The International Holocaust Remembrance Day was established on November 1, 2005, by the UN General Assembly to commemorate the victims murdered by the Germans during the Second World War. The appointed date is not adventitious, because it was on January 27, 1945, when the Red Army entered the German concentration and extermination camp Auschwitz-Birkenau.
In support of this decision, Kofi Annan, the UN Secretary-General emphasized “All survivors have an extremely important message for us. A message of the triumph of human spirit and dignity. The survivors remain living proof that tyranny will never win. (…) Holocaust survivors will not stay with us forever, but the legacy of their survival must stay alive. It is necessary to preserve the stories of the survivors – organize commemorative events, teach others about the horrors of the Holocaust, and most of all firmly oppose genocide and other serious crimes. (…) The United Nations is fully committed to these goals. It is necessary to maintain and convey the truth about the Holocaust and to recognize the human dignity of all people without exception”.

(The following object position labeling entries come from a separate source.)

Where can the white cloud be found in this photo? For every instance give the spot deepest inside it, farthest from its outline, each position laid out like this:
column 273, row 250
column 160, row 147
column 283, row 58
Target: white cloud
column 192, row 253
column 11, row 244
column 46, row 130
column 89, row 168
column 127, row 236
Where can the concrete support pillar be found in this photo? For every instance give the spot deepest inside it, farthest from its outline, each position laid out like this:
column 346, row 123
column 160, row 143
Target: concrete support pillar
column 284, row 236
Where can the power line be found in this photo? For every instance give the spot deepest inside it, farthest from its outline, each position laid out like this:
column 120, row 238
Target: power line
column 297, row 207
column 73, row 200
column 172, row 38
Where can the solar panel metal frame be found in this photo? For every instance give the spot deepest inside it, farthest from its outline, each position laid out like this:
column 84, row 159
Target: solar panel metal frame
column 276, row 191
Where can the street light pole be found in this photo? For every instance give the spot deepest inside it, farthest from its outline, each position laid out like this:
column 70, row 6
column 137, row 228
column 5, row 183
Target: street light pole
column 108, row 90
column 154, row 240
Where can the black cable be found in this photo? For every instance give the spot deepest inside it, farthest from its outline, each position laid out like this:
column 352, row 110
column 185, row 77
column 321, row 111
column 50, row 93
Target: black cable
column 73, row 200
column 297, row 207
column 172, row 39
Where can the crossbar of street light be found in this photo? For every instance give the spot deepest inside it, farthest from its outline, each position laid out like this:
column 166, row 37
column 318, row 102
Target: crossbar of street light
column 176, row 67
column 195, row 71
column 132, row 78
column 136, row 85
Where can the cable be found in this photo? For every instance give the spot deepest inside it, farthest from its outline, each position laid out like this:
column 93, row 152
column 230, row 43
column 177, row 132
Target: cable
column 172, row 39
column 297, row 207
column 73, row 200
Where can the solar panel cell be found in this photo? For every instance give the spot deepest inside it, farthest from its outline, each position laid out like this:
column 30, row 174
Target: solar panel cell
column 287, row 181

The German Nazi concentration and extermination camp was established in 1940, initially as a concentration camp for Polish prisoners. Karl Fritzsch, SS-Hauptsturmführer told the prisoners of the first transport from the German-occupied Tarnów to Auschwitz on June 14, 1940, “You came here not to a sanatorium, but to a German concentration camp, from which there is no other way out than through the chimney. If someone does not like it, he can jump straight to the wires. If there are Jews in the transport, they have the right to live no longer than two weeks, priests – a month, the rest – three months”.
Over time, this camp became the largest German extermination camp where at least 1.1 million Jews from all over Europe were murdered. Poles were the second largest nationality murdered there by the Germans (approx. 130,000).